Gaussian mixture Taylor approximations of risk measures constrained by PDEs with Gaussian random field inputs

Abstract: This work considers the computation of risk measures for quantities of interest governed by PDEs with Gaussian random field parameters using Taylor approximations. While efficient, Taylor approximations are local to the point of expansion, and hence may degrade in accuracy when the variances of the input parameters are large. To address this challenge, we approximate the underlying Gaussian measure by a mixture of Gaussians with reduced variance in a dominant direction of parameter space. Taylor approximations are constructed at the means of each Gaussian mixture component, which are then combined to approximate the risk measures.
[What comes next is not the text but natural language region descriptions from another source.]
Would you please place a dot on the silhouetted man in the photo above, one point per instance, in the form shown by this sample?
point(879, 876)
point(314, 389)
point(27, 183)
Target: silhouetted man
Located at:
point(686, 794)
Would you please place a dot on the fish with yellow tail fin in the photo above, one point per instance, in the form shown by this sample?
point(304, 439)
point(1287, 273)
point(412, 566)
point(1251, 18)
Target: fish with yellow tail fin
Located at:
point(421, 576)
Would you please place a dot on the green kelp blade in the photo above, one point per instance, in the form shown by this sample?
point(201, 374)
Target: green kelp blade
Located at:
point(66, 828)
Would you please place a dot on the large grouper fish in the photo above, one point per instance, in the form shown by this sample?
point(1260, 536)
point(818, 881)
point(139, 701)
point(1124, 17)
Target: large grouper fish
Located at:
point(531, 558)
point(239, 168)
The formulation is presented in the setting of infinite-dimensional Gaussian random parameters for risk measures including the mean, variance, and conditional value-at-risk. We also provide detailed analysis of the approximations errors arising from two sources: the Gaussian mixture approximation and the Taylor approximations. Numerical experiments are conducted for a semilinear advection-diffusion-reaction equation with a random diffusion coefficient field and for the Helmholtz equation with a random wave speed field. For these examples, the proposed approximation strategy can achieve less than $1\%$ relative error in estimating CVaR with only $\mathcal{O}(10)$ state PDE solves, which is comparable to a standard Monte Carlo estimate with $\mathcal{O}(10^4)$ samples, thus achieving significant reduction in computational cost. The proposed method can therefore serve as a way to rapidly and accurately estimate risk measures under limited computational budgets.